This empirical paper examines the conditions under which individuals are likely to engage in learning activities with other participants during processes of innovation in multi-actor, collaborative networks. Learning is here understood as, “the exchange of knowledge and ideas that helps improve a person’s understanding of a problem situation”, while innovation is interpreted as, “creative decision-making and search processes used to design and realize new ideas and solutions that radically transform the way in which we are imagining and doing things in the public sector” (Ansell and Torfing, 2014:4-10).
In theory, collaborations, and particularly learning activities between participants of collaborations, are expected to boost innovation, as more actors and thus more knowledge, information and experiences are incorporated in decision-making processes (Bekkers et al., 2013:13).
Yet, recent studies have shown that in practice not all individuals have the same propensity to engage with each other in learning practices; thereby undermining the innovative capacity of multi-actor collaborations (Bressers, 2014:104). As such, the following research question has become a relevant topic for the public sector innovation literature to be addressed (Ansell and Torfing, 2014:238-239):
Why are individuals more likely to engage in learning practices with some participants than with others during processes of innovation in collaborative networks?
So far, not many scholars have explicitly posited this research question. Instead, scholars have mainly used the case study method to look at aspects of group-learning in collaborative processes of innovation (cf. Waldorff et al., 2014:85).
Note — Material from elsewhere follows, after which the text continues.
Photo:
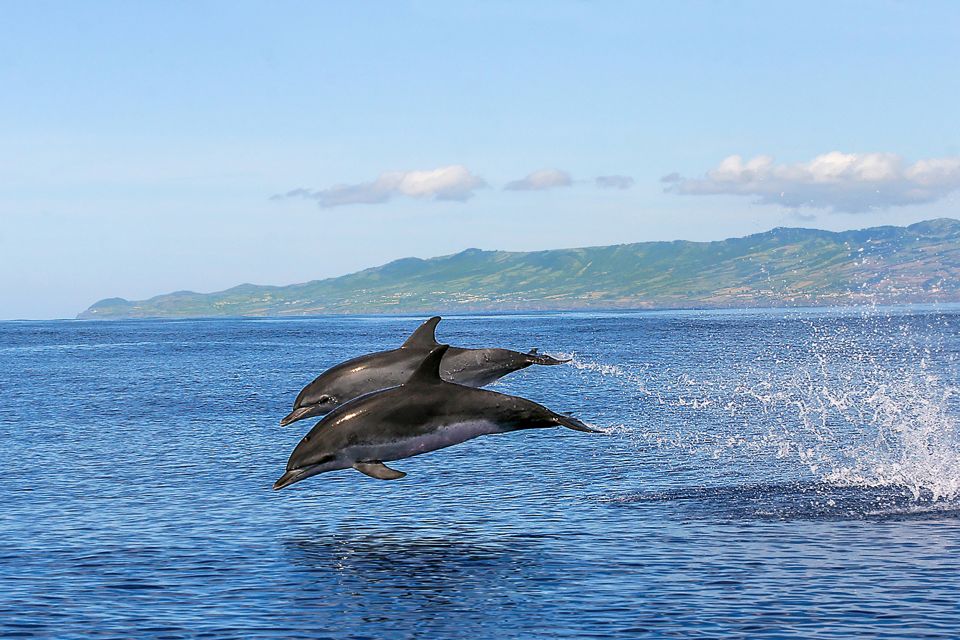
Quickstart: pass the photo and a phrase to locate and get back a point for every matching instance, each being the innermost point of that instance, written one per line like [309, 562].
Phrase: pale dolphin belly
[445, 436]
Within these group-level analyses, ‘learning’ has rather been conceptualized as an emergent property of the collective, instead of an accumulation of dyadic learning activities between individuals in collaborations.
As such, the literature has offered explanations for how learning in collaborations affects group-level outcomes and results (in terms of goal achievement, efficiency, etc.), but has failed in explaining the differences in learning manifestations between individuals in collaborations.
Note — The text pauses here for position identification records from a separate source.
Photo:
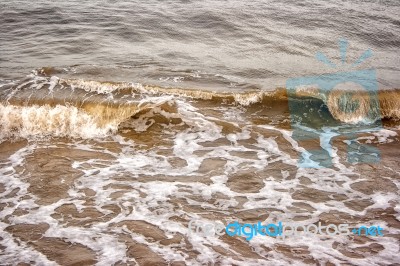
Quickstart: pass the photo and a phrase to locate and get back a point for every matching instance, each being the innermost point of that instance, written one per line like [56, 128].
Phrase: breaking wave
[47, 105]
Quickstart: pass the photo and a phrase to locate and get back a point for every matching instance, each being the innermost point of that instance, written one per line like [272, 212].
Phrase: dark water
[257, 43]
[122, 121]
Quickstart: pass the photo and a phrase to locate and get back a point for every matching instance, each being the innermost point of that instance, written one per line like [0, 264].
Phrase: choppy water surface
[121, 121]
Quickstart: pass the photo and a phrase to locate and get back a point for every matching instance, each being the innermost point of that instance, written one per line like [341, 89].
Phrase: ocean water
[122, 121]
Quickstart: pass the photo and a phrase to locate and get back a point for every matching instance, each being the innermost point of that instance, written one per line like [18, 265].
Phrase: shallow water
[121, 122]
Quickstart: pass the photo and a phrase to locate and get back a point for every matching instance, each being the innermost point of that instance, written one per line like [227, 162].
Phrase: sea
[126, 125]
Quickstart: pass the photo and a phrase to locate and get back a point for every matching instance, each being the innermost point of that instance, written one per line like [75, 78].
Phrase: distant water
[121, 121]
[229, 44]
Therefore, to contribute to the existing literature we try to find an answer to the aforementioned research question. In this paper, we particularly examine the learning interactions among individuals in a multi-actor, collaborative network established by the Flemish government to radically alter its Spatial Planning policy.
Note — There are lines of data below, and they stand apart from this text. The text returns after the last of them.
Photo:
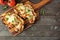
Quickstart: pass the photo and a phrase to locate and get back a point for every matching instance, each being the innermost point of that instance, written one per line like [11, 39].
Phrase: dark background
[47, 28]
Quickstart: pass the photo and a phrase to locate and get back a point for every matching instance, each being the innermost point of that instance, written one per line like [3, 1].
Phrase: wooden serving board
[35, 7]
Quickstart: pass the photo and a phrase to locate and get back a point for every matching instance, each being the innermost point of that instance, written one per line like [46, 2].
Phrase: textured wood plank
[47, 28]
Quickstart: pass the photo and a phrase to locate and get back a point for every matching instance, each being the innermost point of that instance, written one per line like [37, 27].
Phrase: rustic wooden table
[47, 28]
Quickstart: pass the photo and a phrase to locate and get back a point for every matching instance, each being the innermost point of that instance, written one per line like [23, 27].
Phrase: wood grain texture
[47, 28]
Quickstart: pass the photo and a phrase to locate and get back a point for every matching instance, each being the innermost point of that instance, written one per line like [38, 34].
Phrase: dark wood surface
[47, 28]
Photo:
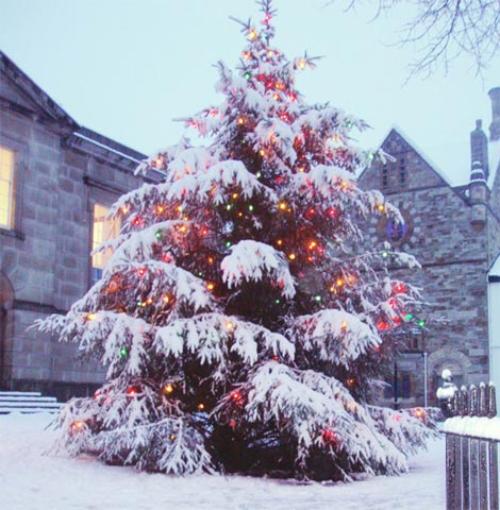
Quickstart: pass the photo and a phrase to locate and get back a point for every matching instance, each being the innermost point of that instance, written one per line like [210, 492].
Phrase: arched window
[402, 171]
[6, 302]
[385, 176]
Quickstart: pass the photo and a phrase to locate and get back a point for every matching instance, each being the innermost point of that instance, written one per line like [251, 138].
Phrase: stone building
[57, 179]
[454, 231]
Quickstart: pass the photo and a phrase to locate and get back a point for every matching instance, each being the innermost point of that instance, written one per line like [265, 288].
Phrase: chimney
[495, 114]
[479, 149]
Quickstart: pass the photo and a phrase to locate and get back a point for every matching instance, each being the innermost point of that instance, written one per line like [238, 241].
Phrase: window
[395, 230]
[402, 171]
[405, 386]
[6, 188]
[103, 229]
[385, 177]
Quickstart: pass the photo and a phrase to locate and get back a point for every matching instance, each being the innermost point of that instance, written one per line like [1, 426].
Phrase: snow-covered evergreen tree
[241, 328]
To measure the dependent variable of learning, we make use of the validated measurement scale of the social psychologists Van den Bossche et al. (2010), which captures ‘individual learning behaviour’ as a distinctive analytical term, and we turn it into several Social Network (interview) questions. Moreover, we also ask in the (structured) interviews with all participants of the collaborative network about various independent variables, like: trust, belief homophily, actor importance, societal- and personal meaningfulness, reciprocity, transitivity, etc.
Eventually, we use the statistical network method of Exponential Random Graph Moddeling, which is a methodology that has not be frequently used in public administration research but more in the research fields of neurosciences and disease studies, to make inferences about the learning dynamics among individuals in the Flemish collaborative innovation network.